How do I fix 100% CPU usage on Windows 11?
Start with Task Manager to end the high-CPU process temporarily, then apply permanent fixes: disable the SysMain service, turn off background apps, audit startup programs, and update or roll back drivers. For persistent 100% CPU usage, run a clean boot (msconfig) to isolate whether a third-party app or service is responsible.
Does Windows 11 have a memory leak problem?
Yes, certain Windows 11 builds have had documented memory leaks — particularly in File Explorer, Delivery Optimisation, and Runtime Broker processes. Microsoft addressed most of these in 2025–2026 cumulative updates. Keeping Windows fully updated via Settings → Windows Update is the first line of defence. If you are on a delayed update ring in a business environment, check with your IT team about applying the relevant patches.

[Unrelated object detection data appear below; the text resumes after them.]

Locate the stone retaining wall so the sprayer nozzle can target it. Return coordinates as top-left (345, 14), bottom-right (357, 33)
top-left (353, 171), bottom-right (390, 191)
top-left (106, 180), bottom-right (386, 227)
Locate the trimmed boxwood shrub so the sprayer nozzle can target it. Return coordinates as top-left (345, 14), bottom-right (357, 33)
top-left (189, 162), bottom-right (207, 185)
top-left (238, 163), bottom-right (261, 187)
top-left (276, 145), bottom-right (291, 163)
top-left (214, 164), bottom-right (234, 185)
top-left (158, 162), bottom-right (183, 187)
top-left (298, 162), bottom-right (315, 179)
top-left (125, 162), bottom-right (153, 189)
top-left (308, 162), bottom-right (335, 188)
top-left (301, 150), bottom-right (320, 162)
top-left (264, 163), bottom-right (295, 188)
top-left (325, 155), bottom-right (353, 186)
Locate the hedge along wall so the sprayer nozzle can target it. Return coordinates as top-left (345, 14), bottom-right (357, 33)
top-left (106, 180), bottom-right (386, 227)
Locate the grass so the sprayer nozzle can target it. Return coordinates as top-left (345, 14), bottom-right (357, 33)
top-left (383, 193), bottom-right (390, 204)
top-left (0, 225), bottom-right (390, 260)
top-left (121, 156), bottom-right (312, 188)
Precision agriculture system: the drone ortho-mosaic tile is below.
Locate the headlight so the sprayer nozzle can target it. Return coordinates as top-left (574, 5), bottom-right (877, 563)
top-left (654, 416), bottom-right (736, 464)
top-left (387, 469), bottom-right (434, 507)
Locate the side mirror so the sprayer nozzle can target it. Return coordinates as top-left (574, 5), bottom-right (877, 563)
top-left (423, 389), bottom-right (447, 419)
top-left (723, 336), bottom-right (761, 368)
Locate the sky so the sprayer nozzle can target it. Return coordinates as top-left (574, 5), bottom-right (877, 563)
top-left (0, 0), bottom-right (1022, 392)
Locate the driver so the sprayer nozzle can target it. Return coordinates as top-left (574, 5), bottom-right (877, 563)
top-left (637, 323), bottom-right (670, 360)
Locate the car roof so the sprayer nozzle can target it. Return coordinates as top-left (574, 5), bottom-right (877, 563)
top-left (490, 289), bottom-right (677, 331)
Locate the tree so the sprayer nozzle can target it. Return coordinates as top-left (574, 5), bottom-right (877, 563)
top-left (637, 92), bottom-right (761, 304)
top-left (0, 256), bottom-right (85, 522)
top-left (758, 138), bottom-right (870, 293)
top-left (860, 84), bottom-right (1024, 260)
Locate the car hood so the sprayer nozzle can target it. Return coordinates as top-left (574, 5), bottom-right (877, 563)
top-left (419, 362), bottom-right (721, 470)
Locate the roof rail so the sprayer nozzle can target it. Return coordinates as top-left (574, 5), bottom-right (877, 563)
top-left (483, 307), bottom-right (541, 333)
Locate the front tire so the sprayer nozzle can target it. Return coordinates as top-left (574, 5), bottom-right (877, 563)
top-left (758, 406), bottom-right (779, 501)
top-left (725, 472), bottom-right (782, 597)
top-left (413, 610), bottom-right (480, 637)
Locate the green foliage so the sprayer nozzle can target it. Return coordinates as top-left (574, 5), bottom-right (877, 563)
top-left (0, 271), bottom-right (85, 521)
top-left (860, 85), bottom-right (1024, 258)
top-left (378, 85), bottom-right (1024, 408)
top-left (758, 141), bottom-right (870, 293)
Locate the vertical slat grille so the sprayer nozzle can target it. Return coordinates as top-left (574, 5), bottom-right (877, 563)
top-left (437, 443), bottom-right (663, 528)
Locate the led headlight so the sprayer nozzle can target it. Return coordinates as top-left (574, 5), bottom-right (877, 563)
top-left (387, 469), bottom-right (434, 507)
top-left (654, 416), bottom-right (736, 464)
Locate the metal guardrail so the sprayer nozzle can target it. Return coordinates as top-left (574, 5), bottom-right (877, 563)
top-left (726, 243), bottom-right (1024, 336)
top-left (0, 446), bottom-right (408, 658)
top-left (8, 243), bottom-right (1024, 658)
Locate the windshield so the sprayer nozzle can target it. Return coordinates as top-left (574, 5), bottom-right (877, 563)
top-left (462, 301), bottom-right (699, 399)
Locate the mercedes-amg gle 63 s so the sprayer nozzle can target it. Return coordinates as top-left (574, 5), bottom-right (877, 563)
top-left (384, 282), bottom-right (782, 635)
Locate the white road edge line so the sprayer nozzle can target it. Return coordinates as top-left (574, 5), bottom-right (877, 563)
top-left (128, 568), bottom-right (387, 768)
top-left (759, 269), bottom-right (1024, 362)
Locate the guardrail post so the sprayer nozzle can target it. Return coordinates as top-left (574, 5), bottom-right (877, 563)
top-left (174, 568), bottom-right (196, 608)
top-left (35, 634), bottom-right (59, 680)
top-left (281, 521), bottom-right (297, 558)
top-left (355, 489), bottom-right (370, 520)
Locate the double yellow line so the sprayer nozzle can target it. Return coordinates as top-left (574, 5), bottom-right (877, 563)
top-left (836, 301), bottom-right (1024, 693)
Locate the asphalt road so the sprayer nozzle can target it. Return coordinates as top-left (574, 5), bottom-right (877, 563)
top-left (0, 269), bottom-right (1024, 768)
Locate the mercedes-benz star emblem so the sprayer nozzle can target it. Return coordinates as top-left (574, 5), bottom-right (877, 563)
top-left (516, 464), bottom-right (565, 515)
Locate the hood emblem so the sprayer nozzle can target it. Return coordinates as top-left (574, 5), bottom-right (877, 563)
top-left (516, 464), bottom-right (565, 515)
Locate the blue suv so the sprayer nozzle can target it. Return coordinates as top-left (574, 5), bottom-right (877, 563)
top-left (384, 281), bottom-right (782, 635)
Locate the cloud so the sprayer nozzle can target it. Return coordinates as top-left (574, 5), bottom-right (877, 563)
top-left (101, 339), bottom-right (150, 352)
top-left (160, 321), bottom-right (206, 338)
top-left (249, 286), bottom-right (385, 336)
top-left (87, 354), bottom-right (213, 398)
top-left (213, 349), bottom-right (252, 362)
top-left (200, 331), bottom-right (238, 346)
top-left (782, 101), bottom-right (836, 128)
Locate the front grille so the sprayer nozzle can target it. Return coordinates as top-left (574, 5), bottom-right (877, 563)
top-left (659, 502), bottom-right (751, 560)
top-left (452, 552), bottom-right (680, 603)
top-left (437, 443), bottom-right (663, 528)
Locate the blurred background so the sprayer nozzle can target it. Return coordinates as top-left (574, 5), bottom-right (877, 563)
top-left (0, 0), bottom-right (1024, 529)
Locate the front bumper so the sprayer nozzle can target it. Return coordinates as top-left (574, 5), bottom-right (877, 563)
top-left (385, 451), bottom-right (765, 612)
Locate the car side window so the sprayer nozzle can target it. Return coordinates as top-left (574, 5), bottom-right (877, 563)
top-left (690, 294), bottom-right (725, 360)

How do I fix Windows 11 running slow?
Slow Windows 11 performance typically has multiple contributors. The most impactful steps in order: disable unnecessary startup programs, turn off SysMain if you have an SSD, reduce visual effects via Advanced System Settings, disable background app permissions, and ensure all drivers are current. If slowness only appeared after a specific Windows Update, rolling back that update via Settings → Windows Update → Update history → Uninstall updates may help.
Should I disable SysMain on Windows 11?
On modern PCs with SSDs and 16 GB or more of RAM, disabling SysMain is generally safe and often beneficial. SysMain was designed for spinning hard drives with 4–8 GB RAM, where preloading apps into RAM made a noticeable difference. On current hardware, the overhead of managing the prefetch cache outweighs the benefit, and disabling it frees up both CPU cycles and RAM for the apps you are actually running.